Si tratta quindi di un lavoro collettivo i cui autori, scrive ancora Labanca, sono «tutti operanti nelle Università o da esse da poco formati (…) più giovani di altri (…) ritenendo che sia giunto il momento che una nuova generazione di studiosi e studiose esprima la propria visione».

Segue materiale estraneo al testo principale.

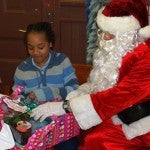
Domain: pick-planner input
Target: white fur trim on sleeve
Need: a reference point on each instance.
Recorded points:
(84, 112)
(145, 32)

Un’opera, viene da aggiungere dopo una rapida presa di contatto, qua e là anche felicemente iconoclasta quando va a smontare, su una base documentale, credenze errate passate in modo acritico nella narrazione condivisa. Per esempio, quello di un contributo «eccezionale» svolto dalle Forze armate nel «fare la nazione» mischiando tra loro ceti e classi, mentre in realtà durante gli oltre 150 anni di storia unitaria «in tempo di pace e in tempo di guerra una buona parte della classe dirigente italiana ha semplicemente evitato il reclutamento militare obbligatorio». Oppure il fatto di considerare irrilevanti i risultati ottenuti dalla sparuta aeronautica militare della repubblica di Salò: furono tali nel quadro complessivo del grande conflitto ma non in senso assoluto visto che, a uno sguardo retrospettivo, si presentano «mediamente migliori rispetto a quelli della Regia Aeronautica» (Cappelli), con 239 velivoli avversari abbattuti e 115 perduti in 4.100 ore di volo.
È chiaro che un’opera singola che affronta temi e periodi così ampi e complessi in alcuni casi non può che limitarsi a proporre indirizzi di ricerca: per questo, oltre alla bibliografia generale, ogni capitolo ha una sua lista specifica di testi cui fare riferimento per gli approfondimenti. Un esempio? Indagare su quelle che Fatima Farina nel suo saggio definisce le «contraddizioni irrisolte» della presenza femminile nelle forze armate, che contrariamente alle attese vede una «bassa attrattività presso le donne italiane» e quindi «una minore probabilità di incidere sulla realtà nel senso di una contaminazione di genere».